Reduce, tra le altre, da mostre di respiro internazionale (
Sound Zero a Merano e la personale da Freight+Volume a New York),
Laurina Paperina (Rovereto, 1980) prosegue con il suo nuovo filone comico-splatter. Dopo gli artisti che periscono delle loro stesse manie, tocca adesso a vari personaggi dell’immaginario pop soccombere sotto i morsi del suo vorace cervello da zombie. Si tratta di un caustico video animato, introdotto da un murales in cui la materia cerebrale, fuoriuscendo dal cranio dell’artista, si sviluppa tridimensionalmente su una casetta in legno. All’interno avviene la visione dell’animazione. Gli scricchiolii provocati muovendosi sul legno richiamano un topos dei film horror, genere a cui questa opera facetamente si riferisce. Lo stesso titolo,
Brain Dead, è un omaggio all’omonimo film di
Peter Jackson, un cult della commedia horror-splatter.
Sullo schermo, il saltellante cervello di Paperina si muove azzannando diversi personaggi appartenenti all’immaginario di massa, mostrandoci anche le loro rispettive manie. Come al solito, è la dimensione del gioco (auto)canzonatorio la base su cui svolge la sua poetica, dove è evidente il contrasto fra lo stile infantile e un contenuto così spudoratamente violento.

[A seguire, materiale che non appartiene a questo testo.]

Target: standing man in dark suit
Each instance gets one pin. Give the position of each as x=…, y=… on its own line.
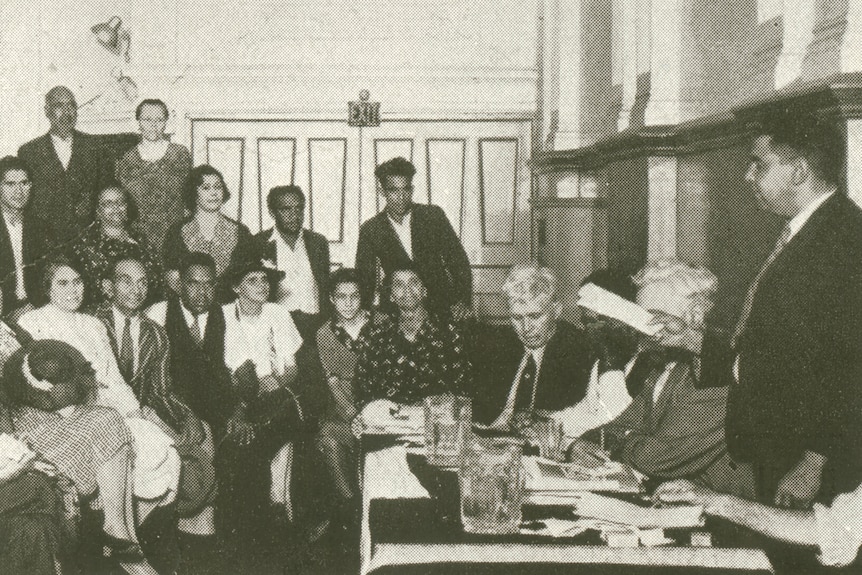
x=24, y=238
x=794, y=361
x=303, y=255
x=417, y=236
x=543, y=364
x=68, y=167
x=195, y=327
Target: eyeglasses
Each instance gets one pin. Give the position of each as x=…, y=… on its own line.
x=24, y=184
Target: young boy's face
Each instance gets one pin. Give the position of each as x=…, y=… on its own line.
x=346, y=300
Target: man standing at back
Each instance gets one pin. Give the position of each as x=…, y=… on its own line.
x=68, y=167
x=303, y=256
x=412, y=235
x=794, y=360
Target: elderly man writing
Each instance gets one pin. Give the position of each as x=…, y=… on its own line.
x=835, y=530
x=542, y=363
x=672, y=429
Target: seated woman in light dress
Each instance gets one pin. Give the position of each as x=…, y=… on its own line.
x=157, y=464
x=206, y=229
x=89, y=444
x=276, y=377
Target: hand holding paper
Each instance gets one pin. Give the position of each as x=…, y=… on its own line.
x=611, y=305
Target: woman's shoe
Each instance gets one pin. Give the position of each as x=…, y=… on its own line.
x=122, y=550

In tal modo, crea il cortocircuito che annulla l’orrore per le azioni rappresentate e, miscelandole con frasi e musichette allusive, ottiene un risultato ironico e divertente. Un contrasto che si allinea alla concezione posta in atto dai “contro-cartoon” (South Park, per fare un solo esempio), dai quali però il suo lavoro si smarca per la mancanza di qualsivoglia intento satirico e morale. Il suo cervello rosa fa a pezzi, infettandoli, i puffi e Homer Simpson, così come Paris Hilton e due icone contrapposte come Osama Bin Laden e George W. Bush.

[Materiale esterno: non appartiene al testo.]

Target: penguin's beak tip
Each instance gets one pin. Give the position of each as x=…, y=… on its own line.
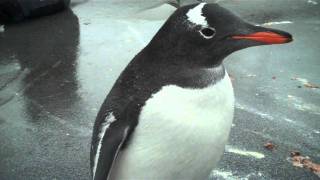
x=266, y=37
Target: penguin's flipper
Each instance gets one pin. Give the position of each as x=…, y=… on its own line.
x=108, y=144
x=111, y=133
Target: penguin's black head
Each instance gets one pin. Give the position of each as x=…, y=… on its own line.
x=206, y=33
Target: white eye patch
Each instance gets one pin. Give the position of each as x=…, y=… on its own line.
x=196, y=17
x=208, y=32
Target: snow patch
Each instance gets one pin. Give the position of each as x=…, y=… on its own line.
x=256, y=155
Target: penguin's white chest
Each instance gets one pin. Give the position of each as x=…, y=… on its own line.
x=181, y=134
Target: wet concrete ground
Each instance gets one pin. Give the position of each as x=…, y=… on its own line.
x=55, y=72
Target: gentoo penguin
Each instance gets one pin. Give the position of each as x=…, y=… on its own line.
x=169, y=114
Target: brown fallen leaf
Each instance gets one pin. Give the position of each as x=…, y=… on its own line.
x=304, y=162
x=269, y=146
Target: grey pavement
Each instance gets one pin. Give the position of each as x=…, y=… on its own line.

Damiano Nava (Brescia, 1982) è invece un emergente a tutti gli effetti. Espone un polittico fotografico composto da cinque scatti, che con altri lavori presenti in galleria è raccolto sotto il titolo
Closeness. Tra l’artista e i personaggi ritratti esiste un legame che va al di là del rapporto fotografo-modello: come in
Nan Goldin o in
Wolfgang Tillmans, le opere scaturiscono da una relazione esistenziale paritaria. Evita le qualità formali caratterizzanti certa fotografia di matrice pittoricista, per avvicinarsi invece più all’istantanea come testimonianza di legami emotivi. Proprio come nell’album di famiglia, che raccoglie le immagini dei parenti, degli amici, degli amanti.
Alcune di queste fotografie si avvicinano alla pornografia, ma è una pornografia affrancata dal cliché rock della trasgressione sessuale di un
Terry Richardson, trattando invece il sesso con lo spirito più lieve, proprio della sua generazione.